Published on April 2, 2026
15 min read

Meet Mythoria's "AI" team

Meet Mythoria's "AI" team

Hey there! How are you? My name is Rodrigo, and I'm currently at university. As the founder and CEO of Mythoria—a platform that turns memories and prompts into beautifully personalized books—I often find myself wrestling with a very human problem: I just don't have enough time.

A few nights ago, over dinner with my father, our conversation drifted toward the future of work and OpenAI’s proposed five steps to Artificial General Intelligence (AGI). With the incredible agentic capabilities available right now, and having dived deep into the OpenClaw project, a wild idea took root.

What if I built a team of virtual agents to run Mythoria for me? Each with their own personality, specialty, history, and hobbies. Welcome to my latest experiment. Let's challenge the status quo, shall we?

Disclaimer: We are just starting to test this AI-first setup! It is highly experimental. I'll be keeping you all updated on how these characters behave in the wild over the coming weeks.

🧠 The Biological Brain: Combining AI "Races"

If you think about it, different AI model families are almost like different cognitive species. They each have their own unique way of looking at the world:

  • Google Gemini: Our resident poet, phenomenal at crafting warm, emotionally resonant, human-readable text.
  • OpenAI (GPT): The philosopher and strategist, excelling at deep reasoning and structured logic.
  • Claude: The relentless builder, unmatched at coding and executing complex development tasks.

Why pick just one? To go to the moon - a massive shoutout to the Artemis 2 crew - you can't build a rocket with a single engineer , no matter how smart he is. Great endeavors require a well-oiled team of distinct personalities and skill sets.

The future of AI isn't a single monolithic supercomputer that does everything. It's much closer to a biological brain. Each AI instance acts as a specialized neuron, possessing its own memories, context, and operational boundaries. By combining these different models, we not only avoid token limits, but we capture a beautiful diversity of thought.

🕸️ Swarm vs. Hub-and-Spoke

When building an AI team, you generally look at two architectural patterns.

First, there’s the Swarm pattern. Imagine throwing ten people into a room, giving them a problem, and walking out. It's highly collaborative but can quickly devolve into a chaotic, noisy blob where everyone tries to do everyone else's job.

For Mythoria, I chose the Hub-and-Spoke model. It demands rhythm, clarity, and explicit trade-offs. In our setup, I, the CEO, primarily talk to the COO. The COO triages the work, delegates it to the specialists, synthesizes their outputs, and reports back. Routine work never bypasses the COO, keeping the company operationally tidy.

Here is what our company organogram looks like right now:

🏃‍♂️ Agile & Lean Methodologies: The OS for AI

When I first designed the Mythoria AI team, I quickly realized that simply picking an architecture wasn't enough. We needed an operating philosophy.
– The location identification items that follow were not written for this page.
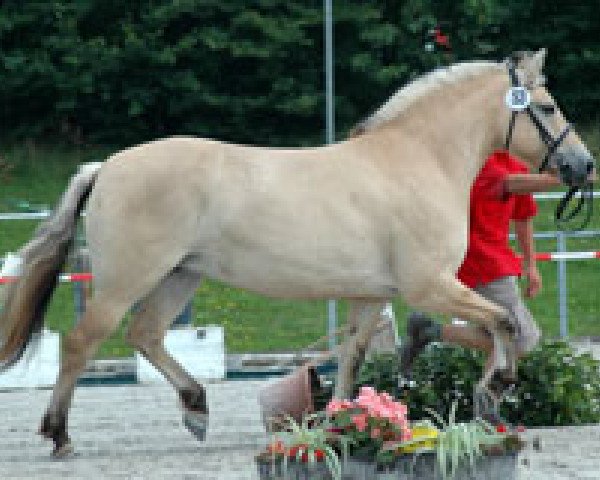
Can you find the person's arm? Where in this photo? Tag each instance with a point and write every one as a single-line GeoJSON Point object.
{"type": "Point", "coordinates": [530, 182]}
{"type": "Point", "coordinates": [524, 233]}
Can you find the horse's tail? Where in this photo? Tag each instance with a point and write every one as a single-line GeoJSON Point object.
{"type": "Point", "coordinates": [37, 266]}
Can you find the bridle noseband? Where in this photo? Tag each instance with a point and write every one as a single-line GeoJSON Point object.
{"type": "Point", "coordinates": [587, 194]}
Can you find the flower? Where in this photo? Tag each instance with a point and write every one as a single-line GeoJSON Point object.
{"type": "Point", "coordinates": [369, 420]}
{"type": "Point", "coordinates": [361, 421]}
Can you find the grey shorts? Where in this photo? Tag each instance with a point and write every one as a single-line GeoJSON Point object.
{"type": "Point", "coordinates": [505, 292]}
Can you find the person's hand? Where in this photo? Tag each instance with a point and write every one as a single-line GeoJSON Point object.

That’s where Agile and Lean methodologies became the secret sauce for my silicon employees.

🔀 Agile Sprints & Packets

My agents have automated "cron jobs" (their version of an alarm clock) that trigger morning briefs. João, much like a Scrum Master, breaks broad requests into actionable "task packets" and selects the right specialist.

✅ Lean Kaizen (Zero Fluff)

Every agent has a cron job to proactively suggest strategic improvements. Work is pulled based on demand, keeping memory architectures clean and computing costs down.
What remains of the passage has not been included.